Discov Oncol. 2024 Sep 18;15(1):460. doi: 10.1007/s12672-024-01275-8.
Traditional survival analysis is frequently used to assess the prognosis of ependymomas (EPNs); however, it may not provide additional survival insights for patients who have survived for several years. Thus, the conditional survival (CS) pattern of this disease is yet to be further investigated. This study aimed to evaluate the improvement of survival over time using CS analysis and develop a CS-based nomogram model for real-time dynamic survival estimation for EPN patients.
Data on patients with EPN were collected from the Surveillance, Epidemiology, and End Results (SEER) database. In order to construct and validate the model effectively, the selected patients were randomly divided at 7:3 ratio. CS is defined as the probability of surviving for a specified time period (y years) after initial diagnosis, given that the patient has survived x years. The CS pattern of EPN patients were explored. Then, the least absolute shrinkage and selection operator (LASSO) regression method with tenfold cross-validation was employed to identify prognostic predictors. Multivariate Cox regression was employed to develop a CS-based nomogram model, and we used this model to quantify EPN patient risk. Finally, the performance of the prediction model was also evaluated and verified.

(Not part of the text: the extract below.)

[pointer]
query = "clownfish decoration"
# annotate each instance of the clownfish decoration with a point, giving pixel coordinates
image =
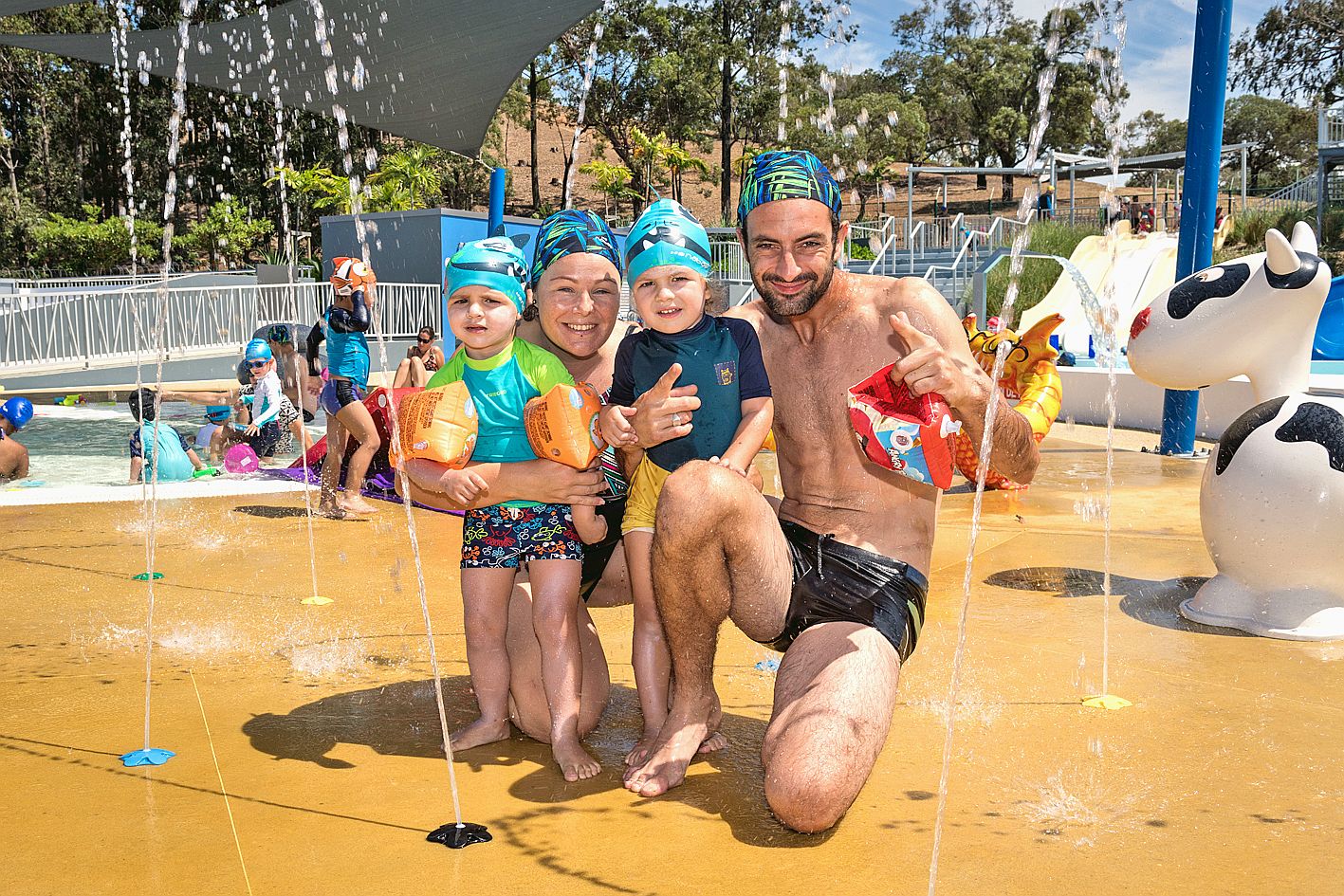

In total, 1829 patients diagnosed with EPN were included in the study, with 1280 and 549 patients in the training and validation cohorts, respectively. The CS analysis demonstrated that patients' OS saw gradual improvements over time. With each additional year of survival post-diagnosis, the 10-year survival rate of EPN patients saw an increase, updating from 74% initially to 79%, 82%, 85%, 87%, 89%, 91%, 93%, 96%, and 98% (after surviving for 1-9 years, respectively). The LASSO regression model, which implements tenfold cross-validation, identified 7 significant predictors (age, tumor grade, tumor site, tumor extension, tumor size, surgery and radiotherapy) to develop a CS-based nomogram model. And further risk stratification was conducted based on nomogram model for these patients. Furthermore, this survival prediction model was successfully validated.
This study described the CS pattern of EPN patients and highlighted the gradual improvement of survival observed over time for long-term survivors. We also developed the first novel CS-nomogram model that enabled individualized and real-time prognosis prediction. But patients must be counselled that individual circumstances may not always accurately reflect the findings of the nomogram.
传统生存分析常用于评估室管膜瘤(EPN)的预后;然而,对于已存活数年的患者,它可能无法提供更多的生存见解。因此,这种疾病的条件生存(CS)模式尚有待进一步研究。本研究旨在使用CS分析评估随时间推移的生存改善情况,并开发基于CS的列线图模型,用于EPN患者的实时动态生存估计。
从监测、流行病学和最终结果(SEER)数据库收集EPN患者的数据。为了有效地构建和验证模型,将选定的患者按7:3的比例随机分组。CS定义为患者在初始诊断后存活x年的情况下,在特定时间段(y年)内存活的概率。探索了EPN患者的CS模式。然后,采用具有十折交叉验证的最小绝对收缩和选择算子(LASSO)回归方法来识别预后预测因素。采用多变量Cox回归开发基于CS的列线图模型,并使用该模型对EPN患者的风险进行量化。最后,对预测模型的性能进行了评估和验证。
本研究共纳入1829例诊断为EPN的患者,训练队列和验证队列分别有1280例和549例患者。CS分析表明,患者的总生存期随时间逐渐改善。诊断后每多存活一年,EPN患者的10年生存率就会提高,从最初的74%分别提高到79%、82%、85%、87%、89%、91%、93%、96%和98%(分别在存活1 - 9年后)。实施十折交叉验证的LASSO回归模型确定了7个显著预测因素(年龄、肿瘤分级、肿瘤部位、肿瘤扩展、肿瘤大小、手术和放疗),以开发基于CS的列线图模型。并基于列线图模型对这些患者进行了进一步的风险分层。此外,该生存预测模型得到了成功验证。
本研究描述了EPN患者的CS模式,并强调了长期幸存者随时间推移观察到的生存逐渐改善情况。我们还开发了首个新型CS列线图模型,能够进行个性化和实时预后预测。但必须告知患者,个体情况可能并不总是准确反映列线图的结果。